The club confirmed after its April 19 annual meeting in the basement of city hall that it would send a team to St. Louis, which besides holding the Olympic Games was the host city for the 1904 World’s Fair.
On behalf of the executive committee, past club president Smith congratulated the senior team for its uphill fight to regain the senior lacrosse championship of Western Canada. Although the team was unsuccessful, Smith said the ’Pegs made a “credible showing,” in the city championship final despite losing to the Winnipeg Shamrocks.
During the 1903 season, the Winnipegs were not among the best local teams. The ’Pegs won only four exhibition games, tied another and lost six, with their opponents outscoring the team 78-63. Among the teams defeating the Winnipegs in an exhibition match was a “strong aggregate” from Souris, Manitoba. At the time, Souris had one of the best lacrosse teams in the province.
The ’Pegs split a September 1903 two-game exhibition series in St. Paul, Minnesota, winning the first game 11-8, but losing the final game 10-8. The last game was noted for the defection of goaltender Haines, “the crack Winnipeg player,” to the St. Paul side. It was reported that Haines played a significant role in the defeat of the Winnipeg lacrosse team by St. Paul.
While the ’Pegs had a lacklustre record in 1903, the Winnipeg Shamrocks were the Western Canada Lacrosse Association champions and as such regarded as the best senior team in the city and province.
The Shamrocks club had completed only the second year of its existence by 1903, but had already been crowned city champions for two years in a row. In 1903, the team won the Hudson’s Bay Trophy (winner of Canada and northwest U.S. competition, primarily contested by Manitoba teams against St. Paul), the Drewry Cup (WCLA champions — more correctly a provincial championship as only Manitoba teams then belonged to the WCLA formed in 1896) and the Commonwealth Shield (Winnipeg champions) “with the loss of only one game and a record of scoring nearly three times as many goals against the teams as was scored against us,” reported club president Dunc Cameron.
As the top-ranked local team, the Shamrocks initially considered challenging for the Minto Cup instead of going to St. Louis.
The Minto Cup was donated on May 31, 1901, by Canadian Governor General Lord Minto and was awarded annually to the best senior amateur lacrosse team in Canada. Similar to the initial years of the Stanley Cup then awarded to the best amateur senior hockey team in Canada, any club could challenge for the cup, although the challengers and dates of competition were decided upon by the Minto Cup trustees.
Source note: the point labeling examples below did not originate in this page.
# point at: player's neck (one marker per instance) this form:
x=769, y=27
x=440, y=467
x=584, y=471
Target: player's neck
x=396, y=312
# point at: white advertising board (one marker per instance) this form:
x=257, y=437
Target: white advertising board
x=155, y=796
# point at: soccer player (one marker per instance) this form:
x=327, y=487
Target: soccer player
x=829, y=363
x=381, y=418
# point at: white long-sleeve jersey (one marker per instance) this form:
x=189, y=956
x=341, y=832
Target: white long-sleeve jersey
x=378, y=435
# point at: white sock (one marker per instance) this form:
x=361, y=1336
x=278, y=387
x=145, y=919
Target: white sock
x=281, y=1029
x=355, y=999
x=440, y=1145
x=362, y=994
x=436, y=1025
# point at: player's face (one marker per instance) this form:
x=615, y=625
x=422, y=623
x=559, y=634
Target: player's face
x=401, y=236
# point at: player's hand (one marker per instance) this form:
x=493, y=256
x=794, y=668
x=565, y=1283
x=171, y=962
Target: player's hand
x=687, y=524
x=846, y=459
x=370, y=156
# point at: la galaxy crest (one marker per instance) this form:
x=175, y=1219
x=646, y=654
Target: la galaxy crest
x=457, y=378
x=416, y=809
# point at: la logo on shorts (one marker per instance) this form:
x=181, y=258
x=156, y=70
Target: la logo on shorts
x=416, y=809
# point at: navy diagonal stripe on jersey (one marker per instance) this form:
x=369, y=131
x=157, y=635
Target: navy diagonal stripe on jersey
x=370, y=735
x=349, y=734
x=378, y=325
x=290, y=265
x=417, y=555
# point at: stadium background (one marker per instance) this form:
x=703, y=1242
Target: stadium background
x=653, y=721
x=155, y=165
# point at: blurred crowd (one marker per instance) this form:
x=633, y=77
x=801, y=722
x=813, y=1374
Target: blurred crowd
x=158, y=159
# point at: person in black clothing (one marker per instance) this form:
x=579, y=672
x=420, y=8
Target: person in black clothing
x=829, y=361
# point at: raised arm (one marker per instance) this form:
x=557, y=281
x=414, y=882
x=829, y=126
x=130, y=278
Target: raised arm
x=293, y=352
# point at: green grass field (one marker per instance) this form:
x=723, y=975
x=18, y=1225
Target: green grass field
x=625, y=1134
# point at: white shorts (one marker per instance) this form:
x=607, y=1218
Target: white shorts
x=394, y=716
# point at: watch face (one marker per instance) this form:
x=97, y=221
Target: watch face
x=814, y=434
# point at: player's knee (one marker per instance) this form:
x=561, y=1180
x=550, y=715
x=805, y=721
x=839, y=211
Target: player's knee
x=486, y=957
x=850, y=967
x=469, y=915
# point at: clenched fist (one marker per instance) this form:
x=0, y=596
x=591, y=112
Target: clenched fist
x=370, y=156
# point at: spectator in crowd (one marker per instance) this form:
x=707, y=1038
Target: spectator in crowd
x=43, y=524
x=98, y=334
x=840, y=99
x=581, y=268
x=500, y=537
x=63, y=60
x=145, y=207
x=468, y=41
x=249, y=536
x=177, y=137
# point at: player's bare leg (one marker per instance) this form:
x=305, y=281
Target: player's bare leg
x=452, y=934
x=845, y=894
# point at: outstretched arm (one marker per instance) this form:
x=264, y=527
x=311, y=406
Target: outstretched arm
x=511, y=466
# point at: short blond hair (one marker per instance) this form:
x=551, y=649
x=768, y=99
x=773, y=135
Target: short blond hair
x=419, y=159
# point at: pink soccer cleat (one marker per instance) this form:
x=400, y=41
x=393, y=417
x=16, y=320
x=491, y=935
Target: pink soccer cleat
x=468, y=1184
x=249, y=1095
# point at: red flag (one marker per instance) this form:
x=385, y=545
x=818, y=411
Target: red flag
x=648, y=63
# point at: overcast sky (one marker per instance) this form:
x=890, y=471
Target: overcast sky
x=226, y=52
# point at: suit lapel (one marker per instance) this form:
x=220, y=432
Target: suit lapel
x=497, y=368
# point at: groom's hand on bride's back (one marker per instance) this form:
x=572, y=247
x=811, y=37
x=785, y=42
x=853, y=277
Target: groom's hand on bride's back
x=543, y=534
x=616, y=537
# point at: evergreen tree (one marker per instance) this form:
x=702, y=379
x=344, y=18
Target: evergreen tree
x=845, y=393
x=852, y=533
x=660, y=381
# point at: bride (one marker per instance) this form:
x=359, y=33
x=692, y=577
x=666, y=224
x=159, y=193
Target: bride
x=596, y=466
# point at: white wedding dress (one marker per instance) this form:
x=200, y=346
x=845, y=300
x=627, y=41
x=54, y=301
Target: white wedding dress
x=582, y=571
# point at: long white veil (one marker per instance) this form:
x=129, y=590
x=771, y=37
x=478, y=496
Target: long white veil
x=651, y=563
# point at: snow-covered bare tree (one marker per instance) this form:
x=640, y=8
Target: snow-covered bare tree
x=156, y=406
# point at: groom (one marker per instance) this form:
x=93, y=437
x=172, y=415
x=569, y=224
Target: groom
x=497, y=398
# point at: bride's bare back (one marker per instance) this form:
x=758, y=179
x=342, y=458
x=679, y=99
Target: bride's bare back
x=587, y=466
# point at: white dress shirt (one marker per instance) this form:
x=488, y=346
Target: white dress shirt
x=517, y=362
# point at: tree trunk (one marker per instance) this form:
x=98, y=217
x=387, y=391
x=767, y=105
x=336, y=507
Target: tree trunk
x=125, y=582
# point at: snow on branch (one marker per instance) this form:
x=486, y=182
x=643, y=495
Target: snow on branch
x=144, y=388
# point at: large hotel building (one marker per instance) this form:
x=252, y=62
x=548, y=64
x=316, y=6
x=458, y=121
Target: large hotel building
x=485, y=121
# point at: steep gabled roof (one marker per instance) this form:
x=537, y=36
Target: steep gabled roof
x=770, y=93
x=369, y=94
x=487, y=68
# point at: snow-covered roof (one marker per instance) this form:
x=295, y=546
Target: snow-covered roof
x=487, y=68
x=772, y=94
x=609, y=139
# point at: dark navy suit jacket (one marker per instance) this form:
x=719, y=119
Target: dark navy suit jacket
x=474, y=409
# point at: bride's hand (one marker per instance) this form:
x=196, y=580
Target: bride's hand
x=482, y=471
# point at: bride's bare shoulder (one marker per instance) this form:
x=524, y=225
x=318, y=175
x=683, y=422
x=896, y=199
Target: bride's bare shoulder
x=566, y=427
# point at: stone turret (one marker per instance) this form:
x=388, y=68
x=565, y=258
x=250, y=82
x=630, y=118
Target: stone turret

In its early years, just one Manitoba challenge was accepted for the Minto Cup, which after 1910 became the trophy for the professional lacrosse championship of Canada and in the 1930s the trophy for the Canadian junior men’s lacrosse championship.
In 1905, the Souris lacrosse club lost its Minto Cup challenge to the Montreal Shamrocks.
At the Winnipeg Shamrocks’ annual meeting, the lacrosse club reversed its earlier position and said it would defer its Minto Cup challenge and compete at the Olympics.
In March, club secretary Howard Carper in March had tried to think of ways to involve the Shamrocks in both the Minto Cup and the Olympics in St. Louis, but had trouble juggling a schedule for both events.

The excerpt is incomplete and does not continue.